Materials and Methods

Study Area

The study center is SKANE RADIO-DIAGNOSTIC CENTRE a secondary  health facility located in Jos, the capital city Plateau State in North-Central Nigeria. SKANE serves as a referral center for Plateau Hospital, OLA hospital and Bingham Teaching Hospital mainly for diagnostic purposes. Plateau state is situated at an elevation of about 1,238 meter  above sea level. The city is geographically located between latitude 9055’N and  longitude 8054E.

Study Design

This study employs a hospital-based cross-sectional descriptive study. The design was chosen to determine the prevalence of Prostate BPH and CaP Specific levels and their distribution across different age categories among male patients who attended Jos University Teaching Hospital during the study period. Each subjects have gone through physical examination including DRE, Ultrasound.

Study Population

The study population consisted of Ninety-Two (92) male patients who attended Skane Radio-Diagnostic Centre. Diseases that form the spectrum are prostitis, BPH and Ca prostate. Serum PSA and USS results, DRE findings obtained from documented hospital records.  BPH and CaP can be diagnosed by ultrasound and prostatis was diagnosed clinically by tenderness of the of the gland.

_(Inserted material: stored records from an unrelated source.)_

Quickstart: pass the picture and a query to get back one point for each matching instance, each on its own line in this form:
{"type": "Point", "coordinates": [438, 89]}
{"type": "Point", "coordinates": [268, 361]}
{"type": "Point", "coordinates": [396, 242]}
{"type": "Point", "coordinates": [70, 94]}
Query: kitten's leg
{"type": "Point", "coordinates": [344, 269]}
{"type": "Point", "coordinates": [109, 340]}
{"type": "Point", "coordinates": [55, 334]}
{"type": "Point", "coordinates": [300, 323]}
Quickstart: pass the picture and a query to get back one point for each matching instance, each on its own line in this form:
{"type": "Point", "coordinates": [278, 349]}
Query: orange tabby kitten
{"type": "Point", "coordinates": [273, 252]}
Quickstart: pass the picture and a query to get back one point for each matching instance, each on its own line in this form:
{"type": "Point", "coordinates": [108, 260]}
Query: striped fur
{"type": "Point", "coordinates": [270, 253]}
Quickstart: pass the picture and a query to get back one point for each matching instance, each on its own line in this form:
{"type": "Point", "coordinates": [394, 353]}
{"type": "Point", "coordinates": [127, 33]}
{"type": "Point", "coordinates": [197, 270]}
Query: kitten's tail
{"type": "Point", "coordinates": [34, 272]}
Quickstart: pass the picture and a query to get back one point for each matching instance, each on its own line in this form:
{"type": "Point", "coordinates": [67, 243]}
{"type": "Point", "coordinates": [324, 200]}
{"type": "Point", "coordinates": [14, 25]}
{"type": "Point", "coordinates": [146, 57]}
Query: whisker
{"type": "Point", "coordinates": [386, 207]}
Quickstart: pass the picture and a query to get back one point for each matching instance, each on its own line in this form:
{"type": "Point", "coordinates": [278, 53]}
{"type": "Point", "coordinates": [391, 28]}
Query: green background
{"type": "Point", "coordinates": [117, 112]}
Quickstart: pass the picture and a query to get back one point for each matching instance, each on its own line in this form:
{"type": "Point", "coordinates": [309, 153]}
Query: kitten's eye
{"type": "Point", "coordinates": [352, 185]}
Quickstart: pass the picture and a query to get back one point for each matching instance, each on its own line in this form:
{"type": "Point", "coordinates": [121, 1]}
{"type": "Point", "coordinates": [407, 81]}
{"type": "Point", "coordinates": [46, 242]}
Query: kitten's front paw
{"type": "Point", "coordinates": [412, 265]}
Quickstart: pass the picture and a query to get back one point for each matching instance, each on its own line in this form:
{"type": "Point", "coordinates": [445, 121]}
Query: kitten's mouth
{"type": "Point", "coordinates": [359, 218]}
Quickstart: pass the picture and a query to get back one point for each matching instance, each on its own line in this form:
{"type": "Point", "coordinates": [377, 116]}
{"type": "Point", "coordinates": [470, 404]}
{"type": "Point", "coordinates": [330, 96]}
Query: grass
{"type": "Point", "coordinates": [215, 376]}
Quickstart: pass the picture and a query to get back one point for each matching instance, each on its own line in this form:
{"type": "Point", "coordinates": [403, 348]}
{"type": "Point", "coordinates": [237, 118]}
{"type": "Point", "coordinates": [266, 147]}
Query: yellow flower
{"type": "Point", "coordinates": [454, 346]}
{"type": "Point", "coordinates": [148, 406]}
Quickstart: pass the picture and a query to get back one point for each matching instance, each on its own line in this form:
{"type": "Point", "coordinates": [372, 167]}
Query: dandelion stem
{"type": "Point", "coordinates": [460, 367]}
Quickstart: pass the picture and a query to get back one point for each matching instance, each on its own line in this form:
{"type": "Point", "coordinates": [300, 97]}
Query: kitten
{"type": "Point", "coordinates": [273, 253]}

 DRE Patients with incomplete records, duplicate entries, or inconclusive laboratory results were excluded.

Data Collection

Data were obtained from the hospital’s laboratory information management system and patient records in the Pathology. Relevant variables extracted included Patient age and prostate sizte serum PSA levels (ng/mL). The data collection was carried  out with strict adherence to patient confidentiality.  Prostate  sonography findings of each patient was obtained from hospital records .

RESULTS 

This report presents  is results a comprehensive statistical, clinical and visualization-based analysis of prostate health data. The data set initially contained 92 records; however, one was removed due to inconsistency, resulting in 91 valid entries. This result presents  with prostate size, PSA concentration, prostate volume, Age and BPA for prostatis.

Descriptive Statistics

  • Mean: 12.06ng/l
  • Min: 0.20
  • Max: 105.80

Age:

  • Mean: 65.93 years
  • Min: 50
  • Max: 81

Prostate Volume:

  • Mean: 127.71cm3
  • Min: 3 cm
  • Max: 380cm

The data set represents an older adult male population with diverse prostate conditions. PSA and values show high variability, suggesting both benign and malignant conditions.

Relationship Summary

  • PSA Volume: Weak correlation
  • Volume vs Age: Weak correlation
  • PSA vs Size: Weak correlation
  • PSA vs Diagnosis: strong differentiation

Overall Clinical Inferences

  1. PSA is a strong indicator of malignancy
  2. Prostate size varies independently of PSA and age
  3. BHP is the common condition (69%)
  4. CAP cases, though fewer, produce very high PSA values (20%)
  5. Visualization patterns reveal two populations:
  6. Large benign cluster (low-moderate PSA)
  7. Small malignant cluster (high PSA)
  8. E – Prostatis form in (2%)

Conclusion

This analysis confirms that PSA is the most reliable marker for differentiating prostate pathologies. Prostate volume and age alone are insufficient for predicting disease severity. The diagnostic and PSA patterns align with established clinical knowledge. These findings can guide screening, diagnosis and management of prostate health conditions.